Cette attaque inopinée irrita les Barbares: ils résolurent de périr devant Amid, plutôt que de laisser subsister une ville qui leur coûtait déja le plus pur sang de la Perse. Les assauts ayant été inutiles, ils mirent toute leur confiance dans les machines. Ils se hâtent d'en construire de toute espèce: ils multiplient les tours revêtues de fer et chargées de balistes. Au point du jour, couverts de toutes leurs armes défensives, bien serrés et en bon ordre, ils avancent à petits pas. Mais, dès qu'ils furent à la portée des machines, toutes leurs défenses deviennent inutiles contre les javelots, dont presque aucun ne manquait son coup. L'infanterie est obligée d'éclaircir ses rangs, et la cavalerie de reculer. Cependant les balistes des assiégeants qui tiraient du haut des tours plus élevées que les murailles, faisaient dans la ville une terrible exécution; et la nuit étant venue, les habitants songèrent aux moyens de s'en garantir. On transporta en diligence et l'on mit en batterie vis-à-vis de ces tours quatre machines nommées scorpions, propres à lancer de grosses pierres. Au matin, les Perses avancent avec les éléphants, dont les cris mêlés à ceux des soldats formaient un effrayant concert.

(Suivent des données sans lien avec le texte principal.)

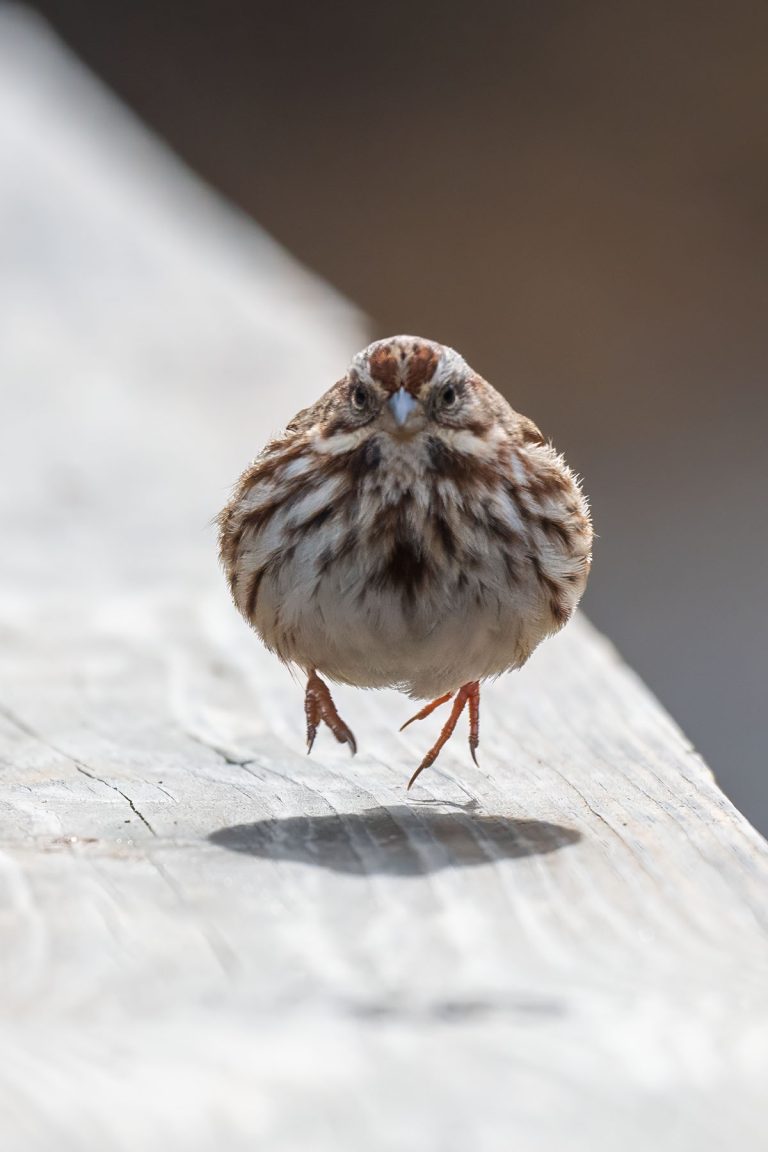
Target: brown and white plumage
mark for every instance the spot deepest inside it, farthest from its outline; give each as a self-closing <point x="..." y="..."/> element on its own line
<point x="408" y="530"/>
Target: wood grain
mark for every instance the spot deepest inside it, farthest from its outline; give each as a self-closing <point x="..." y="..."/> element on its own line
<point x="208" y="940"/>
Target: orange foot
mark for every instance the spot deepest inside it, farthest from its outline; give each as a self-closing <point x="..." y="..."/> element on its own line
<point x="470" y="692"/>
<point x="319" y="705"/>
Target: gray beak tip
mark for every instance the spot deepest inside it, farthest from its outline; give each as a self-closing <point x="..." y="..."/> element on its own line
<point x="402" y="404"/>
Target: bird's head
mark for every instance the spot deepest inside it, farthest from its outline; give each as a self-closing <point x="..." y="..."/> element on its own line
<point x="405" y="387"/>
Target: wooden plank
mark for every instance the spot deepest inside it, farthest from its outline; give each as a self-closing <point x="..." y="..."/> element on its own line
<point x="208" y="940"/>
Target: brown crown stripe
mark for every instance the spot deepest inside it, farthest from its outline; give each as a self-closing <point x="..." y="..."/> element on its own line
<point x="383" y="368"/>
<point x="411" y="369"/>
<point x="420" y="366"/>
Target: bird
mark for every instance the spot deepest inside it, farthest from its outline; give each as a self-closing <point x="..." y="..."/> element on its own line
<point x="409" y="530"/>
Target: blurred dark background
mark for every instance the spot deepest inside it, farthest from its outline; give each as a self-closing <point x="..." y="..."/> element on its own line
<point x="575" y="196"/>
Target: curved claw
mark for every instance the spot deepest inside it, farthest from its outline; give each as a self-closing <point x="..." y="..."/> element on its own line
<point x="319" y="705"/>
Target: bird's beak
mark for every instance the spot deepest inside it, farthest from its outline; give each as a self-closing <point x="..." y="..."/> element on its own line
<point x="402" y="404"/>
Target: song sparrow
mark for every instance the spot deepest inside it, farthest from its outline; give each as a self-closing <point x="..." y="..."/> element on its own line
<point x="409" y="530"/>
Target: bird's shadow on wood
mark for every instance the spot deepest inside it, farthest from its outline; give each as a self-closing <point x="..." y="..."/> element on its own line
<point x="402" y="840"/>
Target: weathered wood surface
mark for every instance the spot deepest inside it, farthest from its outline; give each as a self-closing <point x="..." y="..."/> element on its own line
<point x="208" y="940"/>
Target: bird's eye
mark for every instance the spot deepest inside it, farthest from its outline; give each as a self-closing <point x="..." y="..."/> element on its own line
<point x="359" y="399"/>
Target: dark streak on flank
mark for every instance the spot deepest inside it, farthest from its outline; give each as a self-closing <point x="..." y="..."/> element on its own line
<point x="446" y="535"/>
<point x="253" y="591"/>
<point x="405" y="569"/>
<point x="364" y="459"/>
<point x="457" y="465"/>
<point x="318" y="518"/>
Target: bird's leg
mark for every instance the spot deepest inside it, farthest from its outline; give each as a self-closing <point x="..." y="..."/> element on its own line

Les traits qui s'élèvent de la plaine ou qui tombent des tours abattent ou blessent tous ceux qui paraissent sur la muraille. Mais bientôt les masses énormes de pierres lancées des quatre machines brisent les tours, démontent et mettent en pièces les balistes, écrasent ou précipitent les tireurs. On fait pleuvoir sur les éléphants des flèches enflammées. Ces animaux effarouchés retournent sur les Perses, et les foulent aux pieds sans que leurs guides puissent les retenir. On met le feu à tous les ouvrages des assiégeants. Jamais les rois de Perse ne s'exposaient dans les combats: mais Sapor, désespéré de tous ces désastres, accourt en personne au milieu des combattants; on tire de toutes parts sur lui et sur sa garde; il voit tomber à ses côtés un grand nombre de ses officiers; mais toujours intrépide, bravant mille fois la mort, il ne se retire qu'à la fin du jour, et pour donner quelque relâche à ses troupes fatiguées de tant d'attaques.